06 Common General Best Practices - Observatorio-do-Trabalho-de-Pernambuco/documentation GitHub Wiki
This page contains general guidelines and overarching principles that apply across all areas of our Data Engineering projects.
- Modular Code: Write small, focused functions and classes.
- Meaningful Naming: Use descriptive names for variables, functions, and classes.
- Avoid Hard-coded Values: Utilize configuration files or environment variables.
- Coding Style: Follow the agreed-upon style (e.g., PEP8 for Python).
-
Linting/Formatting Tools: Ensure consistency across the team (e.g.,
black
,flake8
,isort
).
- Unit Tests: Write tests for critical functions and modules.
- Integration Tests: Ensure end-to-end workflows function correctly.

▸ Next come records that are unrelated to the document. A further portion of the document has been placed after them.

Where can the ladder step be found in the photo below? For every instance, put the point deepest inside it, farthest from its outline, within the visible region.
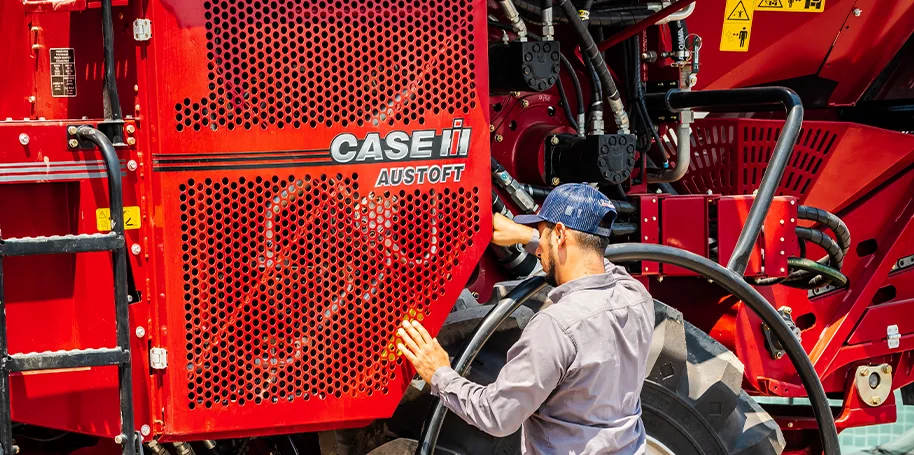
(75, 358)
(61, 244)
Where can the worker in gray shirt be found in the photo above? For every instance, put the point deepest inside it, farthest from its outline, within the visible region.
(573, 379)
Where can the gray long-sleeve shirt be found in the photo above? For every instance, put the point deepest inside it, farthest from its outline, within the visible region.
(573, 380)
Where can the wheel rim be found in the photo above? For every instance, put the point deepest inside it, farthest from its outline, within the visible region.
(655, 447)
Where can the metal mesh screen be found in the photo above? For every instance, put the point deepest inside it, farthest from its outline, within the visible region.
(294, 286)
(304, 63)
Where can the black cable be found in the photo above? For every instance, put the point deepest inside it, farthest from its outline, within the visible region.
(727, 279)
(578, 93)
(842, 234)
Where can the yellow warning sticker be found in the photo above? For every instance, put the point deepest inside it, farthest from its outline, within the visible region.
(795, 6)
(131, 218)
(737, 25)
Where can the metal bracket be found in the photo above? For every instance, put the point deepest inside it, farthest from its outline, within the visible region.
(158, 358)
(142, 29)
(874, 383)
(892, 336)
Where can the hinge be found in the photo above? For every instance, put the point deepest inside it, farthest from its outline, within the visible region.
(142, 29)
(158, 359)
(894, 338)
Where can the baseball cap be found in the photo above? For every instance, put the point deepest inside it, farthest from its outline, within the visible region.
(577, 206)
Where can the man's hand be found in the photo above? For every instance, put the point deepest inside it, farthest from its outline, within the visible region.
(509, 233)
(422, 350)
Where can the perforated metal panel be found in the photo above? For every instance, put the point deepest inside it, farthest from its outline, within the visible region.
(304, 63)
(286, 268)
(729, 156)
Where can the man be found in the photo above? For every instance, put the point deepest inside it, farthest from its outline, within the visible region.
(573, 379)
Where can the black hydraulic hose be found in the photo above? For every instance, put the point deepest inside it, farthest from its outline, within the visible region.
(110, 98)
(835, 255)
(842, 234)
(589, 49)
(729, 280)
(677, 100)
(616, 16)
(497, 315)
(578, 93)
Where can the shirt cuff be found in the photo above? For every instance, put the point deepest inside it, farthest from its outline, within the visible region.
(442, 377)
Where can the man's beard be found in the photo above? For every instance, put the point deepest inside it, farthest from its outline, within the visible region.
(550, 275)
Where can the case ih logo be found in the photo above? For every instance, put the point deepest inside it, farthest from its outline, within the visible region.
(400, 145)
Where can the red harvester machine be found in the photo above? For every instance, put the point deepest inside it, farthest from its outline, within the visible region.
(213, 214)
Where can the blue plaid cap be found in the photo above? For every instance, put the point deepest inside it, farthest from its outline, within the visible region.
(577, 206)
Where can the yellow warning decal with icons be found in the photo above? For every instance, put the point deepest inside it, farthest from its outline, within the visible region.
(794, 6)
(737, 25)
(131, 218)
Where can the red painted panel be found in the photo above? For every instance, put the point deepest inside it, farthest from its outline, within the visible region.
(684, 224)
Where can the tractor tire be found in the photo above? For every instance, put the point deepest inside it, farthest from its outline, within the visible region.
(692, 402)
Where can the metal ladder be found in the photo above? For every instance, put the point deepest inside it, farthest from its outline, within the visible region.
(78, 358)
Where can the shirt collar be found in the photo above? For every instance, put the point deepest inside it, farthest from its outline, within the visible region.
(600, 281)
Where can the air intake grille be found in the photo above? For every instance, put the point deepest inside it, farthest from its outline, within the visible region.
(294, 286)
(303, 63)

- Automation: Incorporate testing into CI pipelines.
- Layered Approach: Separate data ingestion, transformation, and output layers for clarity.
- Scalability: Keep future load/performance needs in mind when designing pipelines or databases.
- Diagrams: Use system or flow diagrams (e.g., UML) for complex architectures.
- ADR (Architecture Decision Records): Document key decisions, including rationale and outcomes.
- Peer Review: Encourage pair programming or at least one reviewer for merges.
- Constructive Feedback: Focus on improving code quality, not criticizing.
- Team Channels: Use Slack, Teams, or similar tools for quick updates.
- Stand-ups & Retros: Keep everyone aligned on progress, issues, and improvements.
- Periodic Review: Schedule times to revisit these best practices.
- Feedback Loop: Encourage team members to suggest improvements or new tools.